A Yiddish Opera for Cuba’s ‘First National Hero’

A Monument to Hatuey in Baracoa, Cuba. Photo by Michal Zalewski.

A version of this post appeared in Yiddish.

In 1931, Yiddish poet, journalist and editor Ascher Penn published “Hatuey,” a 126-page epic poem about a Taíno chieftain who fought against the Spanish invasion of Cuba at the beginning of the 16th century, and who was eventually burned at the stake in 1512.

Born in 1912 in Ukraine, Penn immigrated with his parents to Cuba in 1924 following a pogrom in his native shtetl of Gaysin. In “Hatuey,” Penn drew on the experience of the pogrom to describe the massacre of Taíno natives by the Spanish, and expressed his admiration for Taíno history and culture.

Now, composer and Klezmatics trumpeter Frank London is working on an opera based on Penn’s poem, incorporating both Yiddish and Cuban music. At a May 5 symposium on Yiddish opera at the Joseph Slifka Center for Jewish Life at Yale University, London discussed the project together with Yale University English professor Alan Trachtenberg; Penn’s daughter, Eileen Posnick, and her husband, dramaturge and visiting artist Michael Posnick, who organized the symposium.

“I’ve been keeping my ears out for the proper text on which to base a Yiddish opera for years,” London said in a follow-up telephone interview. “Also, my background before Jewish music is in Latin music, so this is very close to my heart.”

London first heard about Penn’s text at a memorial service for Jonathan Wolken, a founder of the Pilobolus Dance Troupe, while talking with Michael and Eileen Posnick. When they mentioned Penn’s poem, London said, “my jaw dropped.”

While some people might question the wisdom of producing an opera in a language few opera-goers speak, London pointed out that listeners rarely understand opera librettos, regardless of the language they’re in. Rather, London said, “opera deals with the sound of words — the actual sound of language. So it’s a perfect contemporary medium to celebrate Yiddish while also moving it forward.”

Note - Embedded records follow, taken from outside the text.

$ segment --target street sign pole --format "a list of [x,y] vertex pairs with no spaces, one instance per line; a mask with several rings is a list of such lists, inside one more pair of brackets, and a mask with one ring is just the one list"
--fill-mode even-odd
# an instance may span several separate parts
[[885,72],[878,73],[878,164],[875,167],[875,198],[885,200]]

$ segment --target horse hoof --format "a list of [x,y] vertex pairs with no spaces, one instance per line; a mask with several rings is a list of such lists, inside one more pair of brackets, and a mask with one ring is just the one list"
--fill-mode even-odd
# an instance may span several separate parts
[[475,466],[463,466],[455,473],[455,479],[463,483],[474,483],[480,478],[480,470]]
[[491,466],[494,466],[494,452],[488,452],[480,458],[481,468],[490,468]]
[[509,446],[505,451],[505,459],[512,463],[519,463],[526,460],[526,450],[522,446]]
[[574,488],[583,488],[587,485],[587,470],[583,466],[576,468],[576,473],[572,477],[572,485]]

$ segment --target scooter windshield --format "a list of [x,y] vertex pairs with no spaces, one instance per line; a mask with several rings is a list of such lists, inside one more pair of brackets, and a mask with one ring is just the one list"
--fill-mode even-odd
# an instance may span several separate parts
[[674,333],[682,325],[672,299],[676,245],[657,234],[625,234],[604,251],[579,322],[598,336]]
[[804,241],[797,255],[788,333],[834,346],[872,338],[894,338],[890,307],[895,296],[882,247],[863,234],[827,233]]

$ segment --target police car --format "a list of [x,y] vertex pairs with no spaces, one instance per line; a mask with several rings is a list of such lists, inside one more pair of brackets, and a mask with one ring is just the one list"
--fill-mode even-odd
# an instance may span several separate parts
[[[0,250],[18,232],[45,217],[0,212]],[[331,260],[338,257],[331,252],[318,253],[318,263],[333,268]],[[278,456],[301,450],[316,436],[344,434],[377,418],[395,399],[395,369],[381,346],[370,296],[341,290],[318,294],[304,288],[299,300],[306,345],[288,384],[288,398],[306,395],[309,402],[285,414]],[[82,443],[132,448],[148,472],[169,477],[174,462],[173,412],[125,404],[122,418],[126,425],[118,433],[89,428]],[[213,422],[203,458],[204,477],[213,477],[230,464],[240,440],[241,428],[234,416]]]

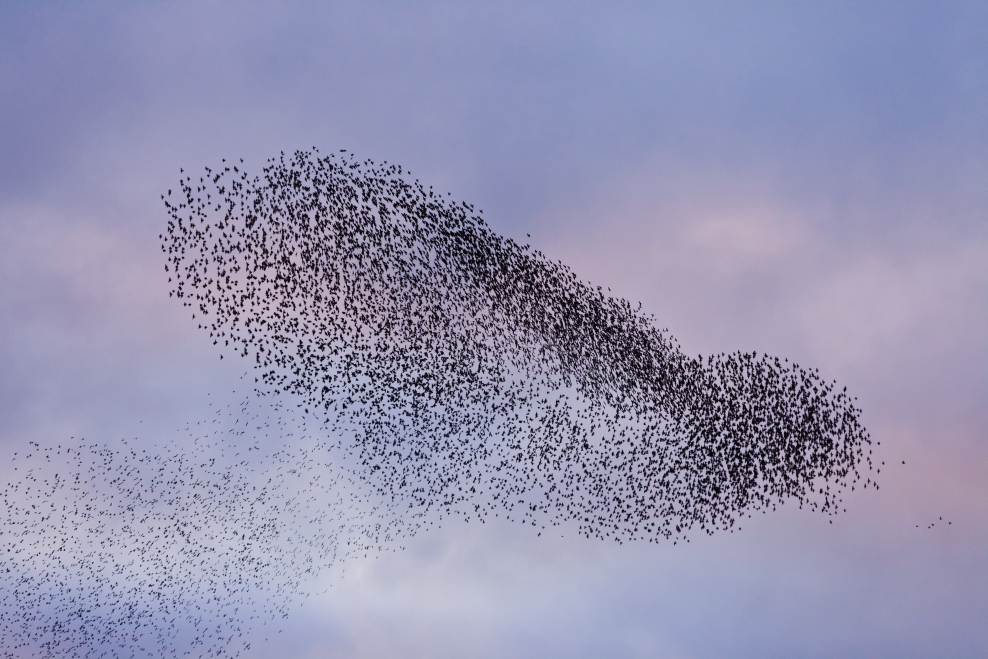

In addition to adapting Penn’s poem into a libretto — a complicated process involving several rounds of translation — London plans to include a frame narrative about Penn himself, which will be performed in Spanish.

Like many Yiddish writers of his generation, Penn was a polymath, studying architecture at the University of Havana and serving as the editor of the first Cuban Yiddish newspaper, Havana Lebn (Havana Life), which he founded in 1932. In 1935 he immigrated to the U.S., where he became a writer and the city editor of the Forverts.

During the Second World War Penn drew on his architectural training to serve as a draughtsman in the U.S. Navy, an experience he later described in his 1946 poetry collection, “A Shipbuilder’s Songs.” In 1958 he published his magnum opus, “Yiddishkayt in America,” a substantial volume describing Jewish life in the 1950s. Penn died in 1979.

As Trachtenberg noted at the Yale symposium, Penn’s “Hatuey” was an unusual project, but not without precedent. One inspiration was the Yiddish poet Yehoash’s 1910 translation of Henry Wadsworth Longfellow’s “Hiawatha,” which Trachtenberg discusses in his book, “Shades of Hiawatha: Staging Indians, Making Americans, 1880-1930.”

Penn’s daughter, Eileen Posnick, recounted her father’s childhood experience surviving a pogrom, and seeing his girlfriend raped and murdered by Cossacks. That traumatic event clearly contributed to “Hatuey,” particularly one graphic chapter in which Spanish soldiers torture the Taíno natives. Indeed, the poem reverberates with sympathy for the Taíno, whose plight Penn understood only too well.